Option "dice" "maxhairlength" [-1]

Hair Width

Option "hair" "float minwidth" [0]

Curve Orientation

Option "curve" "int orienttotransform" [-1]

Curve Cacheing

Option "curve" "int usegutcache" [0|1]

Stochastic Transparency

Option "curve" "int stochasticshadows" [0|1]

Arbitrary Bucket Order

PRMan, as of version 13.5, allows the user to specify that the image be rendered in other orders than the default left to right, top to bottom order. This option can be used to decrease memory footprint for scenes that have a wide aspect ratio by choosing the vertical order. The option is specified via:

Option "bucket" "string order" [ "horizontal" ]

The bucket orders that are currently supported are:

• horizontal: left to right, rendering scanlines from top to bottom(default)
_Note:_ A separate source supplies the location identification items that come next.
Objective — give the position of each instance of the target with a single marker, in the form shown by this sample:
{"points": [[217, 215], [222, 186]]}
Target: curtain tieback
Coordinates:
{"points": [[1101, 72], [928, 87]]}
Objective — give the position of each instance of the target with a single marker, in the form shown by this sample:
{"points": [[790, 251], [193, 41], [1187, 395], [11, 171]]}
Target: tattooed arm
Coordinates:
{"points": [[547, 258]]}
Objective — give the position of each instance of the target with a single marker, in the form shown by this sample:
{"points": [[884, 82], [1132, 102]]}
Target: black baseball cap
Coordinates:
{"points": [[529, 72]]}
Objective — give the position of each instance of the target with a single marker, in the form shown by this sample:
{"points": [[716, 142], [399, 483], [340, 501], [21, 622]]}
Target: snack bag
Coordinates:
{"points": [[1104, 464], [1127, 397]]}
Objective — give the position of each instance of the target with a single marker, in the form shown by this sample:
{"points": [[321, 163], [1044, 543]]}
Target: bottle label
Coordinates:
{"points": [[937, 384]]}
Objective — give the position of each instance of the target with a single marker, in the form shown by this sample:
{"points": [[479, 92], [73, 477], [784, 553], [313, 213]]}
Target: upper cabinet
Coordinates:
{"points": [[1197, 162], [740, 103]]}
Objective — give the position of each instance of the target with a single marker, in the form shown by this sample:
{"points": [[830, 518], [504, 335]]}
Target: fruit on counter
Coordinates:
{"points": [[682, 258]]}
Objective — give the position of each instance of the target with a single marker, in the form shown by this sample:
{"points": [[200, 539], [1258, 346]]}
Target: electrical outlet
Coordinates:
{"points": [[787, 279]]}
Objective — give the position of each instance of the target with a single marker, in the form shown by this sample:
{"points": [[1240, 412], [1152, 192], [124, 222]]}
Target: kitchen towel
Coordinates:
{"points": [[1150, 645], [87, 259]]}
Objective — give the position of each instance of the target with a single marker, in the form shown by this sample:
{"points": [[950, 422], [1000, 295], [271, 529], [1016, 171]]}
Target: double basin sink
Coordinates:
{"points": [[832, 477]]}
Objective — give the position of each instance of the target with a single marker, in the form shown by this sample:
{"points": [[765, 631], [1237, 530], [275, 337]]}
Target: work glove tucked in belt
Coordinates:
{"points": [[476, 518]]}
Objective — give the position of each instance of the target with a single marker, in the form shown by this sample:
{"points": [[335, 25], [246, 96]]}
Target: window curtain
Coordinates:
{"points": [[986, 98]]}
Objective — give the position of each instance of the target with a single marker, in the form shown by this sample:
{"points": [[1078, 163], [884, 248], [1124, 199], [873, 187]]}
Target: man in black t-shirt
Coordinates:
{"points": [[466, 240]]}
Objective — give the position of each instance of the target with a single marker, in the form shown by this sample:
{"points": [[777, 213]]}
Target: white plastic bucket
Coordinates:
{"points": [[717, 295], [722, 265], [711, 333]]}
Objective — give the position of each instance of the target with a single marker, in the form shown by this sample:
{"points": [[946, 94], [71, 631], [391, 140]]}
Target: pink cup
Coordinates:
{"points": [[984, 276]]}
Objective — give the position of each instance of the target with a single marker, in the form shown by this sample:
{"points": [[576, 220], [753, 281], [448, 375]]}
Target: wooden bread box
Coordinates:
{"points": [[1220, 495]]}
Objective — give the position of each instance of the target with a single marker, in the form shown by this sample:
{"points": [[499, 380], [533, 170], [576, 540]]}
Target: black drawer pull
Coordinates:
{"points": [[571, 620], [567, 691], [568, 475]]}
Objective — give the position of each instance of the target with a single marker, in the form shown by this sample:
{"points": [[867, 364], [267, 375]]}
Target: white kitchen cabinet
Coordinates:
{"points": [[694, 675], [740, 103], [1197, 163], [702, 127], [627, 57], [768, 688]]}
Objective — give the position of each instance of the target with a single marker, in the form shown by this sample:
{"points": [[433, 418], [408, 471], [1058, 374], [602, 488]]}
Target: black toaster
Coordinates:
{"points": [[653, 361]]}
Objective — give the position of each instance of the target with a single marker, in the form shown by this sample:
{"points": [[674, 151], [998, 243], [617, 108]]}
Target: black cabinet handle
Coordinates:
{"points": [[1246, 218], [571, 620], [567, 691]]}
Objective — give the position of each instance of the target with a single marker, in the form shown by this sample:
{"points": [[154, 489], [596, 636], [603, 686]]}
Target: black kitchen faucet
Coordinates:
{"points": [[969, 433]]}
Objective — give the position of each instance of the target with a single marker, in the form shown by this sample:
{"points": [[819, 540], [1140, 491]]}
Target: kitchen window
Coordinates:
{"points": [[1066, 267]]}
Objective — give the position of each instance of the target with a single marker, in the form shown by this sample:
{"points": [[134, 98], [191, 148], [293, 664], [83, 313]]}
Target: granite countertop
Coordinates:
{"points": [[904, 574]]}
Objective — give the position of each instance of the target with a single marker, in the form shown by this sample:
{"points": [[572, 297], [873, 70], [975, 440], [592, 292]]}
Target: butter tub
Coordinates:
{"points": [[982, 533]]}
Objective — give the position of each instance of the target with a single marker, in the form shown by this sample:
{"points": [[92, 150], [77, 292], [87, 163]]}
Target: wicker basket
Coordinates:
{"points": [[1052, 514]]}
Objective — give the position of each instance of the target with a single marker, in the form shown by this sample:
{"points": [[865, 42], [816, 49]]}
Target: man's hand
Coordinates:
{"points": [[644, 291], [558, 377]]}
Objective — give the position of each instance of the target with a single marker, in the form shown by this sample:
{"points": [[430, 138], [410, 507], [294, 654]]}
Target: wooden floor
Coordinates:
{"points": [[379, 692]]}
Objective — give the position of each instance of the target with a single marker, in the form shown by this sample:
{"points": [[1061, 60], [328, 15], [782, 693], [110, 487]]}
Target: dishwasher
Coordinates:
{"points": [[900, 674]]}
• vertical: top to bottom, rendering vertical scanlines from left to right

• zigzag-x: the same as horizontal, except direction reverses at end of scanlines

• zigzag-y: the same as vertical, except direction reverses at end of scanlines

• spacefill: renders the buckets along a hilbert spacefilling curve

• spiral: renders in a spiral from the center of the image; "spiral" can take the optional parameter "orderorigin" to indicate where the spiral should begin, e.g.

  Option "bucket" "string order" [ "spiral" ] "orderorigin" [256 256]
  

  The default remains the center of the image (xRes/2, yRes/2).

• random: renders buckets in a random order (inefficient memory footprint)

If any of the display drivers in use require scanline order, then all display drivers will buffer all of the image data in memory if an order other than horizontal or zigzag-x is used.

Threads

There is an advanced Ri option that can be used to explicitly set the exact number of threads that the renderer uses for a RIB file.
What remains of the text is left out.